Maybe the cradle of the buildings.

 

sidewalk_thoughts

Lost Connectedness

What is the true meaning – the true purpose – of religion? To find God? To save yourself? To redeem yourself? To have a pathway to morality?

No, I don’t think any of those statements fully captures the main purpose – the real, subconscious drive that lights us up inside and compels us to seek and devote ourselves to any cause or religion. I think it might be more accurate that the main driver is connection.

Connection to God. Connection to others. Connection to this world. Connection to a higher purpose. Isn’t connection just love, as another word?

Again and again I am pulled to the belief that we as humans are inter-connected – a social consciousness. A symbiotic ‘net’ that for some reason does not know of it’s inherent symbiotic ‘net-ness.’ That we are operating in autonomy is an illusion, a conscious construction, because we are really ONE, subconsciously, in the heart.
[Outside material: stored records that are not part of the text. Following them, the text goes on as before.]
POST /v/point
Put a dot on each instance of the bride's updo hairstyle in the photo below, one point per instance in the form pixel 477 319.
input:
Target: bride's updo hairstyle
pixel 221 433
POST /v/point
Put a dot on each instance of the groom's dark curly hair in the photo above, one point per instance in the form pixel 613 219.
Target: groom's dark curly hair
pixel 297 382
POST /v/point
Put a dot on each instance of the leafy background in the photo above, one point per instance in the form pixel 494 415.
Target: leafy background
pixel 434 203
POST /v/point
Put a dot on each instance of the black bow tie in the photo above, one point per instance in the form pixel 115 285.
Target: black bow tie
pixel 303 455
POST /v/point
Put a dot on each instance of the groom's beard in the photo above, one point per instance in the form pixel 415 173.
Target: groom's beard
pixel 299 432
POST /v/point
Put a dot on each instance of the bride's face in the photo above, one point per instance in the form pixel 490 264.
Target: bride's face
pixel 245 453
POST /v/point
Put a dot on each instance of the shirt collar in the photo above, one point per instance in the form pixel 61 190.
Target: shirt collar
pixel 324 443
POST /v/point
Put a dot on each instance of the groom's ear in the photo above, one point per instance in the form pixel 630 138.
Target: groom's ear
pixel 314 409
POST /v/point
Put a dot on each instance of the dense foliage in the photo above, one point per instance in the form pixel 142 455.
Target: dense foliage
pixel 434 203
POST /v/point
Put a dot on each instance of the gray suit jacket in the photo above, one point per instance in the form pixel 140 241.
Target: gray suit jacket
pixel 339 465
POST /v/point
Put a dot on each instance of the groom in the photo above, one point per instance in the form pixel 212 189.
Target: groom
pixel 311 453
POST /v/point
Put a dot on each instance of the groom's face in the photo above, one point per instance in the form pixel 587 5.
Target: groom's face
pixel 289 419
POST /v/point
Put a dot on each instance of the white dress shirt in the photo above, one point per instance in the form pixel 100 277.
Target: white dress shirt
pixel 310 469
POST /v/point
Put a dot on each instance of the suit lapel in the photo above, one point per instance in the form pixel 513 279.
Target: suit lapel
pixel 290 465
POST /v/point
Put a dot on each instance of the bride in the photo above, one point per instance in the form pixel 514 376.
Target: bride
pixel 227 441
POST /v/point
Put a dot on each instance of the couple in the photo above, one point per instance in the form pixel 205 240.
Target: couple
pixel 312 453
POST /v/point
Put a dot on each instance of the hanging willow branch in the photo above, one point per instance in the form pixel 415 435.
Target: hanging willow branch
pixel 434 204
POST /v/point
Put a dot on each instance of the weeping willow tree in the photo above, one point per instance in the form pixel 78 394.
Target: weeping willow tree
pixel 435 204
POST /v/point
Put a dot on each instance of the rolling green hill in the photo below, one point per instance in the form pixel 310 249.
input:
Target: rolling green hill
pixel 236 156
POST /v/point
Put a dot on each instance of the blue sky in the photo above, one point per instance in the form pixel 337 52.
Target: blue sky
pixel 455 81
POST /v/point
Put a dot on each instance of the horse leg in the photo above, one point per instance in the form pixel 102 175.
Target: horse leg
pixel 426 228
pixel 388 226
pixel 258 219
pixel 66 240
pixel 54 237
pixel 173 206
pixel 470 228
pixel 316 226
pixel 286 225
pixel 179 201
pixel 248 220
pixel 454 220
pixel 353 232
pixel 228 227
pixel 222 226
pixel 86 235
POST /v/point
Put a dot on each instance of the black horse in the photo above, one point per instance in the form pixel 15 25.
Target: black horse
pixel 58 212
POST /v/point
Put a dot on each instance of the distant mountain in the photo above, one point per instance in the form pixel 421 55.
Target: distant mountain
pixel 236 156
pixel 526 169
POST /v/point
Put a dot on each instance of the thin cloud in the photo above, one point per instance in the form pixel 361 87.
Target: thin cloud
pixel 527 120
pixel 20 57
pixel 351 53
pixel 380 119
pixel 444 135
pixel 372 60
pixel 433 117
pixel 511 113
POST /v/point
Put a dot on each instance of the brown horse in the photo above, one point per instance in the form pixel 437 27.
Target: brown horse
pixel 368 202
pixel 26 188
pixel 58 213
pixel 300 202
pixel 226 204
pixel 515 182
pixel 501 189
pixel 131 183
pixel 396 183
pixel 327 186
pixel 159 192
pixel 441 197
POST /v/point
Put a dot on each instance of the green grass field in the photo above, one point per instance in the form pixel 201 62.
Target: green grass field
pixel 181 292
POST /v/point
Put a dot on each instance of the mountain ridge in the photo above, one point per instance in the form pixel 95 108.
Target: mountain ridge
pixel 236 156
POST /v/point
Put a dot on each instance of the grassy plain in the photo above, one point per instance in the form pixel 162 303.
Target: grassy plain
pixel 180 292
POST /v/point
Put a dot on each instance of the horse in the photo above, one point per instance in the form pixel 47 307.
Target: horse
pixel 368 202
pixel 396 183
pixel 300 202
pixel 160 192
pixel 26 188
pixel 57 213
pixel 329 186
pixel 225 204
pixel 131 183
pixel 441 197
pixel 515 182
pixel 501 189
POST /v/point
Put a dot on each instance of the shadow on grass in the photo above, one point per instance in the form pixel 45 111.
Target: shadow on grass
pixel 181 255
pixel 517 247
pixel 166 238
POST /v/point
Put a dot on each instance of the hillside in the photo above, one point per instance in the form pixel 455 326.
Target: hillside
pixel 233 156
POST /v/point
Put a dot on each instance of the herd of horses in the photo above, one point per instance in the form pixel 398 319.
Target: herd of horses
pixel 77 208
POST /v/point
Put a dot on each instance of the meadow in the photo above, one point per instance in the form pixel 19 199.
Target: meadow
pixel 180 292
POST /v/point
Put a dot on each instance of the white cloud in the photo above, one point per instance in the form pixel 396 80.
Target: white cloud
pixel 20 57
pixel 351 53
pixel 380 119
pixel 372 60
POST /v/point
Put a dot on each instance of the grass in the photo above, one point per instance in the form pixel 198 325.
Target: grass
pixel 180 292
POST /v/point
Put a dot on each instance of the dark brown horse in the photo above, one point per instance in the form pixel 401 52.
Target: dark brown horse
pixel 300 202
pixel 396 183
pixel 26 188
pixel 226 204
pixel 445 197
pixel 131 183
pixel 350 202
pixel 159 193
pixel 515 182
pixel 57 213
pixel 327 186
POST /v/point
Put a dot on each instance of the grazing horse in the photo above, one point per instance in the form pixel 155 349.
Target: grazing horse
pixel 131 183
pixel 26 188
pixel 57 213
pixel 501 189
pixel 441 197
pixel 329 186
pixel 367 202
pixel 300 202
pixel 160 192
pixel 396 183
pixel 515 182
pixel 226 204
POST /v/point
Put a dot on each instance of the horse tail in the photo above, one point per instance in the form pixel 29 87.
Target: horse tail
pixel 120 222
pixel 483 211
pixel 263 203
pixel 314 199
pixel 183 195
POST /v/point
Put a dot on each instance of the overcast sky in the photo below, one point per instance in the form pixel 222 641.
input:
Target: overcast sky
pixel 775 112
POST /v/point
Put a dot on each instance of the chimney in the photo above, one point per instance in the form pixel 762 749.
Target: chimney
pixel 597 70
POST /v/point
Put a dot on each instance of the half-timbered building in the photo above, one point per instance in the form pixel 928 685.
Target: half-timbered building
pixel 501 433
It seems possible to me that each religion that we have ever seen is only trying to regain that connection. But I think the tragedy here is that because the religion is consciously created, and borne out of the conscious thought preconceptions (that we have lived and been programmed with for millennia) that presuppose that we are separate in the first place, they may be doomed to fall short of that which they ultimately strive for: TRUE connectedness.

True connectedness does not put up walls. True connectedness tears them down. Connectedness does not need religion. Connectedness is connectedness. It doesn’t need rules to engage. It just is.

In my heart I feel that the pervasive illusion of our time is this thought that we are separate. Separate in race, separate in religion, separate in nationality, separate in education, creed, in even morality.  Separateness seems to me a pervasive weed in our collective subconscious – our heart – that is always whispering in our ears that we are different, that they are not us. That seems to me an evil in itself, to use such a strong word. Who put this idea in our hearts?  Who pushes this agenda among us? How did the seed of this thought get incepted in the first place?

Perhaps we were once conscious of our connectedness, in a past time too far back for collective memory to fathom. But somehow, in some way, we’ve let this external world creep up and convince us that there are walls and they were always meant to be there. For our safety. For our benefit.

How can we take down these walls? How can we see the world and ourselves the way we ought to? Maybe we should ask ourselves what we are so afraid of, and then dive deeper into the pool. In order to keep swimming in the face of our insurmountable panic.